Some time after that they stacked the mastabas on top of each other forming a "step pyramid".
Eventually they would fill in the slopes to form the familiar pyramid shape.
Those like Pyramid of Djoser images may turn out to be newer than the ones at Giza, which in turn may turn out to be far older than thought by some hundreds of years - according to recent optical thermolumensce (when 2 pieces of stone were last joined) tests on the more recent of the three.
Those in the images are in the south of Egypt, while those at Giza are in the north which was ruled by “westerners” or “Libyans” until conquered by the southerners or Upper Egyptians long after the Giza structures were built. (which, BTW, seem to have been designed and built as one structure, and later re-purposed by the locals as was common in those times).

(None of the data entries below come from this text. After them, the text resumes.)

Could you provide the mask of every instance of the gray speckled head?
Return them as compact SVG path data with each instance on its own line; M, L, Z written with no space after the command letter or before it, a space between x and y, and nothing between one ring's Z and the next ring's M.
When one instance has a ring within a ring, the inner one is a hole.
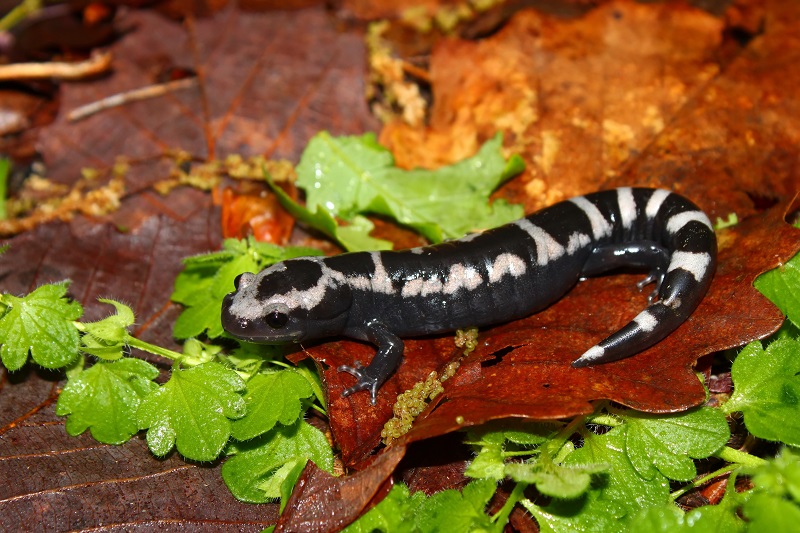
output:
M241 274L237 290L223 301L222 325L231 335L253 342L316 338L349 306L338 294L342 280L341 273L313 257Z

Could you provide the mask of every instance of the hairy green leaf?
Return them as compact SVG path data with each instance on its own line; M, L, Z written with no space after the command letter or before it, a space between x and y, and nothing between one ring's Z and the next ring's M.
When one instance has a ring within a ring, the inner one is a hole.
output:
M342 533L411 533L418 531L412 517L427 498L422 491L413 495L398 483L381 502L342 530Z
M158 369L140 359L97 363L69 378L56 414L68 416L70 435L89 429L99 442L122 444L139 431L136 411L141 400L158 388L156 377Z
M464 490L445 490L424 500L415 511L417 531L497 531L504 524L492 523L486 505L495 493L493 480L472 481Z
M231 426L233 438L247 440L271 430L276 423L293 424L302 412L302 398L313 394L306 378L292 370L256 374L247 382L247 414Z
M114 361L125 353L128 328L135 318L133 310L125 304L103 298L100 302L113 305L117 312L97 322L83 323L81 350L95 357Z
M722 406L741 411L756 437L800 446L800 341L780 338L767 347L748 344L731 367L733 394Z
M69 301L68 282L42 285L27 296L2 295L7 306L0 318L0 358L9 370L22 368L30 353L45 368L61 368L78 356L78 329L73 321L83 314Z
M694 459L703 459L730 438L728 423L718 409L701 407L673 415L625 411L625 446L640 476L658 469L677 481L689 481L696 472Z
M666 503L669 480L655 473L647 479L639 475L625 453L623 427L604 435L586 433L584 445L569 454L565 466L608 465L596 485L572 500L554 499L541 507L522 500L543 532L617 531L619 520L653 505Z
M222 479L236 498L264 503L281 497L284 480L298 462L311 460L327 471L333 451L318 429L303 420L278 426L261 437L236 445L238 453L222 465Z
M795 327L800 327L800 254L761 274L753 285L777 305Z
M220 252L186 258L171 297L186 309L175 321L173 334L178 339L203 333L210 338L219 337L223 334L222 299L234 290L236 276L242 272L259 272L278 261L320 253L313 248L283 248L251 238L226 239Z

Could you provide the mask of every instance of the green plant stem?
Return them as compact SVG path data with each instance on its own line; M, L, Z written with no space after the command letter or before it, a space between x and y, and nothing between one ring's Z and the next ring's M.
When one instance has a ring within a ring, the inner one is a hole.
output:
M756 457L755 455L750 455L747 452L736 450L734 448L731 448L730 446L725 446L720 451L715 453L714 456L719 457L720 459L728 463L734 463L742 466L757 467L767 464L767 462L760 457Z
M550 456L555 457L558 455L559 450L564 447L564 444L567 443L567 440L569 440L574 433L577 433L578 429L583 427L585 422L585 416L576 416L570 420L569 424L561 428L561 431L559 431L556 436L550 440L550 442L545 444Z
M615 428L622 425L622 421L614 415L595 415L590 416L587 420L590 424L598 424L600 426L609 426Z
M126 339L128 346L133 348L138 348L144 352L152 353L155 355L160 355L162 357L166 357L167 359L172 359L173 361L180 361L183 358L183 354L175 352L173 350L169 350L167 348L162 348L161 346L156 346L155 344L150 344L149 342L145 342L141 339L137 339L136 337L132 337L128 335Z
M527 487L527 483L517 483L514 490L508 495L508 499L506 503L503 504L503 507L492 516L492 522L505 525L508 522L511 511L514 509L514 506L517 505L517 502L522 499L522 493L525 492Z
M685 487L679 488L675 492L671 493L669 495L669 497L670 497L670 499L672 501L675 501L678 498L680 498L681 496L683 496L684 494L686 494L687 492L689 492L690 490L696 489L697 487L702 487L703 485L705 485L706 483L708 483L712 479L717 478L719 476L724 476L725 474L733 472L734 470L736 470L738 468L741 468L741 466L742 465L740 465L740 464L725 465L722 468L720 468L719 470L715 470L714 472L711 472L710 474L706 474L705 476L692 481L691 483L689 483Z

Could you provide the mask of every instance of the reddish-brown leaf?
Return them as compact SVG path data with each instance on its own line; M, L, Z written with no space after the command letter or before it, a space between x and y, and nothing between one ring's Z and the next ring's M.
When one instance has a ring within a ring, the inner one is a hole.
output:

They may have indeed popped out of nowhere some 5-6,000 years ago, but likely their predecessors were long destroyed or are in inaccessible areas - filled with jihadis and such - west of Egypt to the coast in Mauritania. Even if some of these putative predecessors existed in some form up to relatively recent times when Mohammad’s Varsity pillaged the area in the 7th Century, they may have been totally destroyed, as the Varsity totally destroyed the vast gain farms and all other vegetation (using huge goat herds) turning the North African Coast into today’s semi-arid desert.